Organizations deploying AI coding assistants in enterprise contexts should evaluate whether the auto-execution capabilities of those tools—hooks, rules, and tasks—should be restricted to organization-approved configurations delivered through managed policy rather than repository-level files controlled by individual contributors. This architectural change treats AI tool configuration as privileged code subject to the same change management controls already applied to CI/CD workflow files.

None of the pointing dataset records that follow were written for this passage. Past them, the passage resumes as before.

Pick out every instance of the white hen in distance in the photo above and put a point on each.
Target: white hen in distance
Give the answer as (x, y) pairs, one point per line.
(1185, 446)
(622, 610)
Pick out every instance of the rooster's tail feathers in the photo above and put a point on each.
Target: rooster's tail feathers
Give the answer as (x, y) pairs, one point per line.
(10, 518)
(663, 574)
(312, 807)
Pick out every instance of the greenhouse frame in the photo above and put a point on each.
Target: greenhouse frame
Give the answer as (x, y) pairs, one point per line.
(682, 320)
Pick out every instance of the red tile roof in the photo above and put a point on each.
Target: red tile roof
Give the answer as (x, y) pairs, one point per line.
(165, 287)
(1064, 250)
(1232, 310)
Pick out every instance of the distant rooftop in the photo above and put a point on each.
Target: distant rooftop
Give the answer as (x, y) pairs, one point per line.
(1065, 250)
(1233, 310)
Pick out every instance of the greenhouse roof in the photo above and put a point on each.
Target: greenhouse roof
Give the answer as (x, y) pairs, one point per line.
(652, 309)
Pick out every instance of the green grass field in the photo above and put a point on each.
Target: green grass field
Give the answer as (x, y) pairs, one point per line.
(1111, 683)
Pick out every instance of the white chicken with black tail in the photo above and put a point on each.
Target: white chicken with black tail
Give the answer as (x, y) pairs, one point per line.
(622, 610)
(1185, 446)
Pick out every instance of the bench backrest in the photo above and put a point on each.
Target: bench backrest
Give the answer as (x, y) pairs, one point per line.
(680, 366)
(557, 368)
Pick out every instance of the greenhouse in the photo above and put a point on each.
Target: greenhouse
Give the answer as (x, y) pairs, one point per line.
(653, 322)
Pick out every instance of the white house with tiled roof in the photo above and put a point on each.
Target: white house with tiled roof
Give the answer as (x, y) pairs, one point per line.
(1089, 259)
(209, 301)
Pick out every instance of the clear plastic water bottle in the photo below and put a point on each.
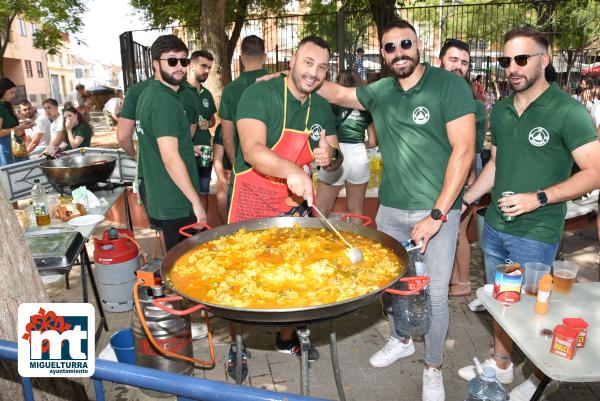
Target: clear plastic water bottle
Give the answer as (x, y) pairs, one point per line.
(485, 387)
(412, 314)
(40, 204)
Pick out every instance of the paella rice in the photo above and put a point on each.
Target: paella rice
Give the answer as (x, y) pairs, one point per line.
(282, 268)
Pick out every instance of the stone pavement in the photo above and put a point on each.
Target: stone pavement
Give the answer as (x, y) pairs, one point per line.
(359, 335)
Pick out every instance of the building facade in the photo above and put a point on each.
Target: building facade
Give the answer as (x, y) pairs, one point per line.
(26, 65)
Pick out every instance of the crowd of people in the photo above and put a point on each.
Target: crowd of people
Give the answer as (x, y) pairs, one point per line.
(430, 126)
(44, 134)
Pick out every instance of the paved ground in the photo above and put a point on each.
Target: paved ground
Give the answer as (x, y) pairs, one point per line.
(360, 335)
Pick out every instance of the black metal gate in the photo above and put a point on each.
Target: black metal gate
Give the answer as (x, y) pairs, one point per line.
(480, 25)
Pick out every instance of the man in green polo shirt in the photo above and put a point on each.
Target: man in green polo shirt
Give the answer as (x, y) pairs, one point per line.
(455, 56)
(537, 134)
(283, 127)
(253, 58)
(198, 70)
(166, 152)
(425, 124)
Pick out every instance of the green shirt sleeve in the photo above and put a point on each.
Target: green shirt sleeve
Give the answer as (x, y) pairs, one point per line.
(457, 99)
(130, 102)
(226, 109)
(578, 128)
(254, 104)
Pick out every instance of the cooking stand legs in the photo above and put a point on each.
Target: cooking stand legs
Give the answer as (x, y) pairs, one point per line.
(239, 346)
(303, 336)
(335, 362)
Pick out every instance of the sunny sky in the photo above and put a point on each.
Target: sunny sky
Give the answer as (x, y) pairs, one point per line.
(103, 22)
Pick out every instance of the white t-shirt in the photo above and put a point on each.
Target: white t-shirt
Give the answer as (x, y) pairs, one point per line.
(56, 126)
(43, 125)
(114, 105)
(75, 99)
(596, 113)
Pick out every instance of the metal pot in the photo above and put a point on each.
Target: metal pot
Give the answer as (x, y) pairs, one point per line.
(78, 170)
(290, 315)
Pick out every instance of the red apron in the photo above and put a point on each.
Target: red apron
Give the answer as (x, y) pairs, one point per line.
(256, 195)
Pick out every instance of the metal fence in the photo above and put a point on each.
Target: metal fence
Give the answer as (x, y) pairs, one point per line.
(480, 25)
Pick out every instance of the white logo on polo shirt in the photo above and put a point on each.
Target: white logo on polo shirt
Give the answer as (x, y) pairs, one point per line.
(539, 136)
(421, 115)
(315, 132)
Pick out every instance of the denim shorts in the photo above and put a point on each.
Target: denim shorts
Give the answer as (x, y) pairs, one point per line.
(498, 247)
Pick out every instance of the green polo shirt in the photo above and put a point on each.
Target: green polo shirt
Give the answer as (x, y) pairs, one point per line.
(232, 93)
(205, 106)
(85, 131)
(263, 101)
(160, 112)
(134, 92)
(219, 141)
(480, 126)
(412, 136)
(533, 152)
(351, 124)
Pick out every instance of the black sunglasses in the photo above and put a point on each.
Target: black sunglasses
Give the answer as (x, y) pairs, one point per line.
(172, 61)
(456, 43)
(391, 47)
(520, 60)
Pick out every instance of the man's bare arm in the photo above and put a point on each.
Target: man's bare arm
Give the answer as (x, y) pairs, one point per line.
(340, 95)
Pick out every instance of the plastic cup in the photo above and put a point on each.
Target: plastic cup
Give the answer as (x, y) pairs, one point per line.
(533, 273)
(122, 343)
(564, 273)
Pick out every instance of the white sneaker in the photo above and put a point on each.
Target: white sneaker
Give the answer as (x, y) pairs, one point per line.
(476, 305)
(199, 330)
(433, 385)
(525, 390)
(504, 376)
(393, 350)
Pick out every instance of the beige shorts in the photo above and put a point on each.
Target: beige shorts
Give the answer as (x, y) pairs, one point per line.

The security community should develop detection content specifically for AI tool configuration injection. Current SIEM rules and endpoint detection logic do not systematically alert on unexpected additions to AI coding tool configuration directories. Building this detection capability requires both tooling updates and a shift in threat modeling that recognizes AI coding tool configurations as a distinct and now-targeted attack surface.

CSA Resource Alignment

The threat posed by Miasma and IronWorm maps directly to multiple CSA frameworks and working group outputs. CSA’s MAESTRO framework for agentic AI threat modeling provides a structured lens for understanding how AI coding assistants—which operate as agents with execution hooks, credential access, and the capacity to take automated actions—become attack vectors through supply chain compromise. The specific technique exploited by Miasma, injecting malicious SessionStart hooks and alwaysApply rules into AI tool configurations, is a concrete instantiation of trust boundary violations in agentic workflows that MAESTRO’s threat model addresses.

CSA’s AI Controls Matrix (AICM) addresses supply chain security controls for AI systems, including controls around tooling provenance, dependency integrity, and the management of credentials used by AI services. The AICM’s shared responsibility model is directly relevant here: securing AI API keys is a distributed responsibility spanning model providers (who should enforce short expiry and permission scoping), application providers (who should integrate with secrets management rather than flat credential files), and AI customers (who should apply the same credential hygiene to AI provider keys that they apply to cloud infrastructure credentials). Neither Miasma nor IronWorm required a vulnerability in the AI providers themselves; both exploited gaps in how those providers’ credentials are managed at the developer and CI layer.

CSA’s Software Transparency: Securing the Digital Supply Chain publication addresses the SBOM practices, CI/CD pipeline security controls, and open-source risk management disciplines that are directly implicated in the npm-based propagation mechanics of both campaigns. Its guidance on dependency verification and pipeline integrity is actionable against the preinstall hook attack patterns both worms rely upon. CSA’s Zero Trust guidance is also relevant: the lateral movement enabled by Miasma and IronWorm—exploiting stolen GitHub write access and npm publish tokens to replicate across organizational boundaries—illustrates the risk of implicit trust in developer credential ecosystems that have not been segmented by least-privilege principles or subject to continuous verification.

References

[1] StepSecurity. “Miasma npm Supply Chain Attack: Self-Spreading Worm via Phantom Gyp.” StepSecurity Blog, June 2026.

[2] SafeDep. “Miasma Worm Targets AI Coding Agent Configurations.” SafeDep.io, June 2026.

[3] JFrog Security Research. “IronWorm: Shai-Hulud’s Rustier Cousin.” JFrog Research, June 2026.

[4] Phoenix Security. “IronWorm (No CVE): Rust-Built npm Worm Ships an eBPF Rootkit, Tor C2, and a Self-Propagating Supply Chain Implant Across 37 Packages.” Phoenix Security, June 2026.

[5] The Hacker News. “IronWorm and New Miasma Worm Variant Hit npm in Supply Chain Attacks.” The Hacker News, June 5, 2026.

[6] Rescana. “Miasma Worm Supply Chain Attack: 73 Microsoft GitHub Repositories Compromised via AI Coding Tools.” Rescana, June 2026.

[7] Bleeping Computer. “New IronWorm Malware Hits 36 Packages in npm Supply-Chain Attack.” Bleeping Computer, June 4, 2026.

[8] Dark Reading. “Rust-Written IronWorm Hits NPM Supply Chain.” Dark Reading, June 2026.